Abstract
۱٫ Introduction
۲٫ Background
۳٫ Methodology
۴٫ Implementation
۵٫ Further development
۶٫ Discussion
۷٫ Conclusion
Acknowledgements
References
Abstract
Virtual Research Environments (VREs), also known as science gateways or virtual laboratories, assist researchers in data science by integrating tools for data discovery, data retrieval, workflow management and researcher collaboration, often coupled with a specific computing infrastructure. Recently, the push for better open data science has led to the creation of a variety of dedicated research infrastructures (RIs) that gather data and provide services to different research communities, all of which can be used independently of any specific VRE. There is therefore a need for generic VREs that can be coupled with the resources of many different RIs simultaneously, easily customised to the needs of specific communities. The resource metadata produced by these RIs rarely all adhere to any one standard or vocabulary however, making it difficult to search and discover resources independently of their providers without some translation into a common framework. Cross-RI search can be expedited by using mapping services that harvest RI-published metadata to build unified resource catalogues, but the development and operation of such services pose a number of challenges. In this paper, we discuss some of these challenges and look specifically at the VRE4EIC Metadata Portal, which uses X3ML mappings to build a single catalogue for describing data products and other resources provided by multiple RIs.

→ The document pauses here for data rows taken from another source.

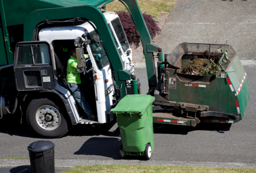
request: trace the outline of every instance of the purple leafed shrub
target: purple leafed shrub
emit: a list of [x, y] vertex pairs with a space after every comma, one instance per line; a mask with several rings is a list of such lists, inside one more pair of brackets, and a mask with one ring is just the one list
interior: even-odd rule
[[[115, 12], [117, 14], [120, 19], [130, 44], [134, 44], [138, 47], [141, 41], [139, 35], [129, 14], [122, 10], [116, 11]], [[151, 38], [154, 38], [156, 35], [160, 34], [161, 29], [157, 26], [157, 23], [158, 22], [153, 19], [153, 16], [147, 14], [146, 13], [143, 13], [142, 15]]]

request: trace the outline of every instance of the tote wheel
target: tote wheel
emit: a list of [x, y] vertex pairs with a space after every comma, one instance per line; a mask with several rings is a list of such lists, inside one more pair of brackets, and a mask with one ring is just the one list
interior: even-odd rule
[[120, 146], [120, 150], [119, 150], [119, 153], [120, 153], [120, 156], [121, 156], [121, 158], [123, 158], [125, 156], [125, 154], [124, 153], [124, 151], [123, 146], [122, 144], [121, 144], [121, 146]]
[[145, 150], [146, 155], [146, 159], [147, 160], [150, 159], [151, 155], [152, 154], [152, 149], [151, 147], [150, 144], [147, 144], [146, 146], [146, 150]]
[[62, 105], [51, 99], [33, 100], [27, 111], [29, 126], [37, 135], [44, 138], [59, 138], [68, 131]]

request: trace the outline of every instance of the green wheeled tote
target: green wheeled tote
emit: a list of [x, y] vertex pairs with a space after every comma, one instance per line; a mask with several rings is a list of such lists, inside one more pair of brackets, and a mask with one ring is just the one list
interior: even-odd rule
[[151, 157], [154, 151], [152, 103], [149, 95], [127, 95], [111, 110], [120, 129], [122, 145], [120, 155]]

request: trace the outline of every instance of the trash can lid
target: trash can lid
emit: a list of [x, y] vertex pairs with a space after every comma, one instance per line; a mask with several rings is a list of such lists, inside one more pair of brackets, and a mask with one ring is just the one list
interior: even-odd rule
[[50, 141], [37, 141], [28, 147], [28, 150], [32, 152], [39, 152], [50, 150], [54, 148], [55, 145]]
[[155, 97], [150, 95], [127, 95], [121, 99], [115, 108], [111, 110], [111, 112], [112, 113], [123, 112], [142, 115], [154, 100]]

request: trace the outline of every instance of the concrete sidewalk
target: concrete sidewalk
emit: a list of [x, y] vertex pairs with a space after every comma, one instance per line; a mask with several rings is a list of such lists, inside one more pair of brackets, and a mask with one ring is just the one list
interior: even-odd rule
[[[256, 65], [254, 0], [178, 0], [154, 44], [169, 54], [188, 43], [231, 45], [243, 65]], [[146, 68], [136, 62], [134, 68]]]
[[[237, 167], [256, 168], [255, 163], [241, 162], [213, 162], [176, 161], [172, 160], [145, 160], [143, 157], [126, 158], [122, 160], [89, 160], [89, 159], [55, 159], [55, 166], [58, 168], [69, 168], [80, 165], [141, 165], [162, 166], [207, 166], [209, 167]], [[141, 159], [141, 160], [137, 160]], [[1, 159], [1, 170], [6, 167], [30, 167], [29, 160], [27, 159]], [[28, 168], [27, 168], [29, 169]], [[63, 170], [64, 171], [65, 170]]]

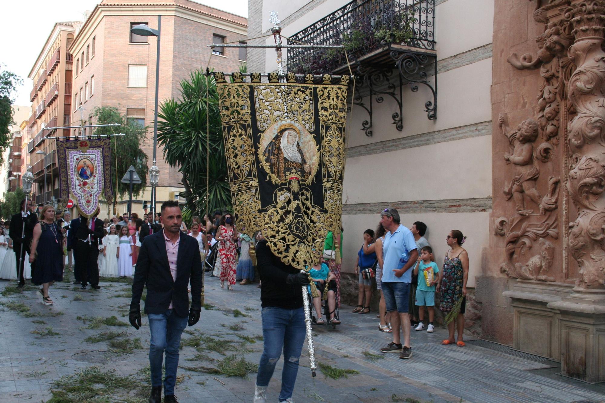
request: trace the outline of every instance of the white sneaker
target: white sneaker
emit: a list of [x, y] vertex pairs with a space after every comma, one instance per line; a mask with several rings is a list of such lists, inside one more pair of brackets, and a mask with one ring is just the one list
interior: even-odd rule
[[254, 385], [253, 403], [266, 403], [267, 401], [267, 387]]

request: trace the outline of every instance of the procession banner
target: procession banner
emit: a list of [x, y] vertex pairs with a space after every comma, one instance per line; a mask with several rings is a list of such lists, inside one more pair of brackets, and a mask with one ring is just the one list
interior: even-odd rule
[[340, 233], [349, 77], [214, 76], [237, 230], [310, 269], [328, 231]]
[[76, 200], [80, 215], [92, 217], [100, 197], [113, 198], [110, 140], [58, 140], [57, 152], [61, 204]]

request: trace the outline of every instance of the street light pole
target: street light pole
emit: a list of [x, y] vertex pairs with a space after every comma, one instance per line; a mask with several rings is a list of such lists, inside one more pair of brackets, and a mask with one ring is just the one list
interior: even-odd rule
[[[151, 183], [151, 214], [152, 221], [155, 220], [155, 186], [158, 183], [160, 170], [156, 166], [156, 150], [157, 149], [157, 109], [158, 98], [160, 90], [160, 33], [162, 30], [162, 16], [157, 16], [157, 29], [149, 28], [144, 24], [135, 25], [130, 31], [142, 36], [155, 36], [157, 38], [157, 50], [155, 54], [155, 108], [154, 111], [153, 122], [153, 166], [149, 168], [149, 182]], [[152, 171], [157, 175], [152, 177]], [[154, 183], [155, 179], [155, 183]]]

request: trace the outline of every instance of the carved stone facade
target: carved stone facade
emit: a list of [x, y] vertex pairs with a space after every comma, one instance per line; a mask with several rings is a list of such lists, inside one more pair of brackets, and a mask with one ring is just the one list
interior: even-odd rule
[[[534, 5], [530, 27], [543, 31], [535, 57], [527, 41], [515, 43], [511, 34], [499, 44], [494, 33], [494, 54], [499, 48], [509, 55], [507, 66], [494, 67], [494, 84], [508, 75], [525, 87], [509, 87], [502, 103], [492, 87], [500, 134], [494, 130], [494, 235], [486, 260], [517, 279], [503, 293], [512, 299], [514, 347], [561, 361], [570, 376], [603, 381], [605, 0], [512, 2], [509, 10], [522, 11]], [[497, 10], [495, 27], [500, 18]], [[535, 102], [527, 100], [532, 88]], [[541, 345], [525, 336], [528, 329], [544, 335]]]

The Metadata Portal was built in accordance to the e-VRE Reference Architecture, a microservice-based architecture for generic modular VREs, and uses the CERIF standard to structure its catalogued metadata. We consider the extent to which it addresses the challenges of cross-RI search, particularly in the environmental and earth science domain, and how it can be further augmented, for example to take advantage of linked vocabularies to provide more intelligent semantic search across multiple domains of discourse.
Introduction
Virtual Research Environments (VREs) [1], also known as virtual laboratories or science gateways, provide integrated online environments for researchers engaged in data science, typically including tools for activities such as data discovery, data retrieval, researcher collaboration, process scheduling on remote computing resources (such as high performance compute clusters or the Cloud), and workflow management. VREs can be considered to be one of three types of science support environment developed to support researchers in data science [2], the other two being research infrastructures (RIs) and e-infrastructure. Where RIs focus on providing access to data and services based on those data to particular research communities however, and e-infrastructure focuses on providing the fundamental compute, storage and networking facilities needed to support data science, VREs focus on supporting researchers in actually using the data, services and facilities made available by the other two kinds of infrastructure. Many VREs are coupled with certain e-infrastructures to facilitate process scheduling and storage of user data, often making use of e-infrastructures provided specifically for the research community (via initiatives such as EGI1 or EUDAT2 ) or public Cloud platforms. Data are brought into the dedicated infrastructure, and are then explored and manipulated via a particular data processing platform or scientific workflow management system [3].